Rather than using setjmp like the C version, C++ exception catching was utilized to handle exception control flow. The jobject type is thrown and caught, checking if the type matches the type for that block, then rethrown if it doesn't match. This presents an issue with branch instructions, since you can't goto into a try-catch block. To work around this, an array of jump-bypass flags are present in the method where needed to allow setting a flag and jumping before the try-block to allow entering, then immediately jumping to the actual label. The type thrown has to be a jobject exactly to be caught, so utility methods are provided in Utils.hpp to easily construct and throw exceptions. jobject doesn't extend exception, so the C++ compiler will complain a bit.

Reflection

Reflection is accomplished by generating additional helper functions for classes with reflection metadata enabled. These functions handle accessing fields and calling methods, casting objects as needed and wrapping primitives into their boxed types. For classes with annotations, a function is generated which instantiates the annotation hierarchies when called from the static initializer. Because of annotation nesting, values need to be recursively instantiated, but this is handled at compile time, expanding into a linear implementation in the generator function. Because annotations are interfaces, an implementation class is generated for each annotation that stores its values and implements the required getter methods.

With the C version, libFFI was used for method reflection, but that approach didn't seem feasible with C++, so helper functions are generated. For field accesses, it was originally done using class member offset hacks, but using offsetof or null dereferencing isn't a portable solution.
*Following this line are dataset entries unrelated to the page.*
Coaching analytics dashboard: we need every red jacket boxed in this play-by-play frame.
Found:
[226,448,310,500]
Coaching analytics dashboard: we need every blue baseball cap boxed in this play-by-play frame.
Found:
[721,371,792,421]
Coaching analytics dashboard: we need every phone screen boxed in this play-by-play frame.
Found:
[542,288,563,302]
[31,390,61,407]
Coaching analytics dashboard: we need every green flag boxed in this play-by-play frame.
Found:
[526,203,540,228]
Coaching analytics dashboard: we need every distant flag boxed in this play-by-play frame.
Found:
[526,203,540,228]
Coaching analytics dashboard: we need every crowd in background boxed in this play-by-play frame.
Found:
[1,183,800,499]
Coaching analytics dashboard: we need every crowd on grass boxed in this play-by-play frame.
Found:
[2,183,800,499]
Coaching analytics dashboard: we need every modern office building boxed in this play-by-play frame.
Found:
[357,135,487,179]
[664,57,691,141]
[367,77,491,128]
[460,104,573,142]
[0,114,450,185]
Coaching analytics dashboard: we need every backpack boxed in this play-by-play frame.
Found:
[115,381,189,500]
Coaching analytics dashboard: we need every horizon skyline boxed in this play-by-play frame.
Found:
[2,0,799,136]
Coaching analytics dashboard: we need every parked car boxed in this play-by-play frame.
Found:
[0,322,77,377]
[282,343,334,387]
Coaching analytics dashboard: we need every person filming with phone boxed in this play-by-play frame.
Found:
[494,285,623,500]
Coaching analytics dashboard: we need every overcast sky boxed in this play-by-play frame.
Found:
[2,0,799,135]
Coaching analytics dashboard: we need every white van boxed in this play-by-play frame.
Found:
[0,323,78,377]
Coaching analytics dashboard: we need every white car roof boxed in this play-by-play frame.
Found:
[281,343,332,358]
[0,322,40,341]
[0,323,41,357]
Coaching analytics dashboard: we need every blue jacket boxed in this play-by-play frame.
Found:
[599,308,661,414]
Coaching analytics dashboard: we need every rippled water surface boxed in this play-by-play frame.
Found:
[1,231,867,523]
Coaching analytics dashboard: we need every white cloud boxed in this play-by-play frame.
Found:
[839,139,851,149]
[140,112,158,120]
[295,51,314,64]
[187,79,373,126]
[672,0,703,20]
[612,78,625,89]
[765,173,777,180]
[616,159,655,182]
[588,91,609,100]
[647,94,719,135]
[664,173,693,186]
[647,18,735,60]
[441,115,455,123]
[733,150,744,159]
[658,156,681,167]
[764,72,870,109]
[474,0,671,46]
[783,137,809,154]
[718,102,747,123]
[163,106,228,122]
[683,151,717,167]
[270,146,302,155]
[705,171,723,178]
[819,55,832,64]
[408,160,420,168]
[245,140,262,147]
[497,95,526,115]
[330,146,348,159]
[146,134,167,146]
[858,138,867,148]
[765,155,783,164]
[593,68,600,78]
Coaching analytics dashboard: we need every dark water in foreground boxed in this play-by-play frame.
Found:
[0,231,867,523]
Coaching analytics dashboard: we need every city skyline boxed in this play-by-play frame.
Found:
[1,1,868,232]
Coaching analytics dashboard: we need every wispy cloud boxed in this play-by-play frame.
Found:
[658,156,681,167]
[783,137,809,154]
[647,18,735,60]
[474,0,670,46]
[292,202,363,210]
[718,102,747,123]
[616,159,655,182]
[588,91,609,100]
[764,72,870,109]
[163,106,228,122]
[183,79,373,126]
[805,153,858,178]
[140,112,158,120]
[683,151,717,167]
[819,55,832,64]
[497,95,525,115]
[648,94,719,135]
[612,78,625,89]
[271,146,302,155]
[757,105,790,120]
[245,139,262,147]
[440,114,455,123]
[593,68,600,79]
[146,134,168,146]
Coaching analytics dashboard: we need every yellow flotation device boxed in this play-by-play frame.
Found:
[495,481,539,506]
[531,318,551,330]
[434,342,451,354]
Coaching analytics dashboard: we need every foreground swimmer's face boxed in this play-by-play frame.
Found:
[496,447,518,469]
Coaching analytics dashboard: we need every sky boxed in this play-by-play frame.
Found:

When field types were converted to be stored as shared pointers to the derived type rather than Object, the field pointer approach became infeasible and helper functions were utilized to perform the object casting and primitive boxing.

Java 8 Features

Lambda and method reference functionality is accomplished by generating proxy classes which implement the target interface, store captured values, and handle primitive boxing conversions. It only supports the lambda factory InvokeDynamic target, so compiling with a version later than Java 8 may introduce unsupported calls for string building and such. Default methods are implemented by generating the default implementation in the interface class itself, making use of C++ multi-inheritance.